C’était la maison du tanneur qui était en flammes ; celui-ci envoya deux ou trois garçons se faufiler droit sous le nez des Kargues, se gausser d’eux, hurler puis disparaître de nouveau comme la fumée parmi la fumée. Pendant ce temps, rampant derrière les clôtures et courant de chaumière en chaumière, les hommes parvinrent non loin des guerriers regroupés, en direction desquels ils envoyèrent une volée de flèches et de javelots. Un Kargue tomba transpercé d’une pointe encore chaude de la forge. D’autres furent blessés par les flèches, et tous écumèrent de rage. Ils chargèrent alors pour décimer leurs dérisoires attaquants, mais ne trouvèrent, empli de voix, que le brouillard qui les environnait. Ils se dirigèrent vers les voix en perçant la brume de leurs grandes lances ornées de plumes et souillées de sang. Hurlant, ils franchirent toute la longueur de la rue, sans savoir le moins du monde qu’ils avaient traversé le village, puisque les cabanes et les chaumières désertes saillaient puis disparaissaient dans la grisaille du brouillard. Les villageois s’enfuirent en s’éparpillant, et la plupart d’entre eux conservèrent une bonne avance, car ils connaissaient parfaitement le terrain ; mais certains d’entre eux, enfants ou vieillards étaient lents. Trébuchant sur eux, les Kargues pointèrent leurs lances ou donnèrent de grands coups d’épée tout en poussant leurs cris de guerre, le nom des Dieux Blancs frères d’Atuan :

« Wuluah ! Atwah ! »

Certains membres de la horde s’arrêtèrent lorsqu’ils sentirent la terre devenir inégale sous leurs pieds, mais les autres poursuivirent leur chemin, cherchant le village fantôme et suivant de tremblantes silhouettes floues qui ne cessaient de leur échapper. La brume tout entière regorgeait à présent de ces formes insaisissables qui s’esquivaient, vacillaient et s’évanouissaient de toutes parts. Un groupe de Kargues prit les apparitions en chasse jusqu’à la Haute Chute, où les hauteurs dominent les cascades de l’Ar ; lorsque les formes qu’ils poursuivaient s’avancèrent dans l’air avant de se dissoudre dans la brume qui s’amenuisait, ils s’abattirent en hurlant, quarante mètres plus bas, perçant l’ouate et émergeant soudainement en plein soleil, vers les crevasses peu profondes au milieu des rochers. Quant à ceux qui les suivaient, ils se figèrent au bord de l’escarpement et tendirent l’oreille.
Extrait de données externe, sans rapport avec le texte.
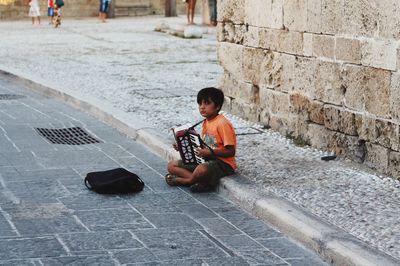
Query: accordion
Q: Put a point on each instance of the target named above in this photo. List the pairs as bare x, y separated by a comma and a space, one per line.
188, 140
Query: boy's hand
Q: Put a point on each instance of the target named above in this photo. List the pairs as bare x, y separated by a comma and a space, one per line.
203, 152
175, 146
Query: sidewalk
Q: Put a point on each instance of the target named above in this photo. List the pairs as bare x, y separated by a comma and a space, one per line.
48, 217
144, 82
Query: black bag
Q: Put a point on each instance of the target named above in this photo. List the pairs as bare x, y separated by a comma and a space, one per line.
60, 3
114, 181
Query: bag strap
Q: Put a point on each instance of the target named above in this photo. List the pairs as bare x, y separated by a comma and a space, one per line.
87, 184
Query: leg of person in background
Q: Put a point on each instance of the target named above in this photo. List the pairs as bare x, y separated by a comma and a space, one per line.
213, 12
192, 7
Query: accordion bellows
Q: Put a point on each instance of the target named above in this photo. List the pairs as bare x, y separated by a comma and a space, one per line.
188, 141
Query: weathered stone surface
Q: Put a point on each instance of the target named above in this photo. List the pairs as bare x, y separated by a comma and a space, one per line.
328, 83
395, 96
275, 101
394, 164
264, 13
324, 46
246, 110
318, 136
387, 134
360, 18
295, 15
314, 9
307, 44
379, 54
365, 126
231, 10
299, 103
316, 110
377, 157
354, 82
332, 117
348, 123
240, 31
348, 146
231, 57
262, 67
331, 16
238, 89
281, 41
303, 77
389, 19
252, 37
377, 93
348, 50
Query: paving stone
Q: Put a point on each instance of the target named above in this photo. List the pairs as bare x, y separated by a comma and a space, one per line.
77, 261
17, 263
284, 248
196, 211
91, 201
256, 228
306, 262
171, 244
37, 226
172, 220
99, 241
261, 257
147, 203
5, 228
112, 219
75, 158
45, 174
219, 227
229, 261
19, 248
213, 200
240, 243
40, 190
134, 256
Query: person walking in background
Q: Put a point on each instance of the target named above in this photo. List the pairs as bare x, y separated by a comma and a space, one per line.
190, 7
213, 12
50, 11
104, 6
34, 11
57, 12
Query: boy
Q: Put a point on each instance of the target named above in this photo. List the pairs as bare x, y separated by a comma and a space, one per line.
219, 134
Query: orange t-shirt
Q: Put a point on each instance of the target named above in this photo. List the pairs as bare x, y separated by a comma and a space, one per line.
218, 133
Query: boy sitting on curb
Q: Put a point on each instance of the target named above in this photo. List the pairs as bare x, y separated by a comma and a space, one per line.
219, 134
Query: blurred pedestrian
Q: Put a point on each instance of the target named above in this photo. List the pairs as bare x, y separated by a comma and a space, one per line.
57, 12
50, 11
34, 11
104, 6
213, 12
190, 7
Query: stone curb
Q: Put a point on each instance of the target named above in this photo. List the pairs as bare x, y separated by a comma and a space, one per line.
331, 243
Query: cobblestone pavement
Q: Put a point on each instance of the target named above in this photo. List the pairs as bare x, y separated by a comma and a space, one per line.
155, 77
48, 217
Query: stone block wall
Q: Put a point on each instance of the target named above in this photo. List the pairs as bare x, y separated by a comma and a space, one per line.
321, 70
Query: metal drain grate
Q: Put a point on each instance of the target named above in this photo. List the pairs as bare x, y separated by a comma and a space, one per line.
69, 136
11, 96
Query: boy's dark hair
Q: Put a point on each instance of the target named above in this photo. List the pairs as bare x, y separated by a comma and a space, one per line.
211, 94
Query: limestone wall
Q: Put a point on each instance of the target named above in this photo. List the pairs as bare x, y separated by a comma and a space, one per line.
321, 70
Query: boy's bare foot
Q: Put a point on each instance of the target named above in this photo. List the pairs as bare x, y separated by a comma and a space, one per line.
171, 180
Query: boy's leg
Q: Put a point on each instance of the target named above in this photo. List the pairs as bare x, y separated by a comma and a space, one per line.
186, 175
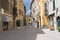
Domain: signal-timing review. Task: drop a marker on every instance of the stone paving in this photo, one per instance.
(29, 33)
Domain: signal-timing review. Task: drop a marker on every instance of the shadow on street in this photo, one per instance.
(28, 33)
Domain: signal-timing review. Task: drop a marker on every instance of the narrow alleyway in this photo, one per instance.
(29, 33)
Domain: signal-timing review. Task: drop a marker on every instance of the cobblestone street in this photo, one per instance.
(29, 33)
Alors le cœur des Kargues s’emplit d’épouvante ; ils abandonnèrent les villageois pour se chercher les uns les autres au milieu des brumes traîtresses. Ils se rassemblèrent sur le versant, et pourtant apparitions et semblants de fantômes ne cessaient de s’infiltrer dans leurs rangs, tandis que d’autres formes se précipitaient sur eux et leur infligeaient des coups de lance ou de couteau avant de disparaître. Les Kargues prirent alors la fuite comme un seul homme. Ils dévalèrent le versant en trébuchant, muets d’horreur, jusqu’à ce qu’échappant à l’aveuglant brouillard gris, ils vissent la rivière et les ravines resplendissant dans la clarté du matin ensoleillé, en dessous du hameau. Là, ils firent halte, se rassemblèrent une nouvelle fois et regardèrent derrière eux. Une muraille grise flottante et animée de convulsions coupait le chemin, dissimulant tout ce qui se trouvait derrière. De cette muraille surgirent deux traînards haletants, vacillants, les épaules malmenées à chacun de leur pas par leurs longues lances. Pas un seul Kargue n’eut la force de se retourner. Ils s’éloignèrent tous le plus vite possible du lieu ensorcelé.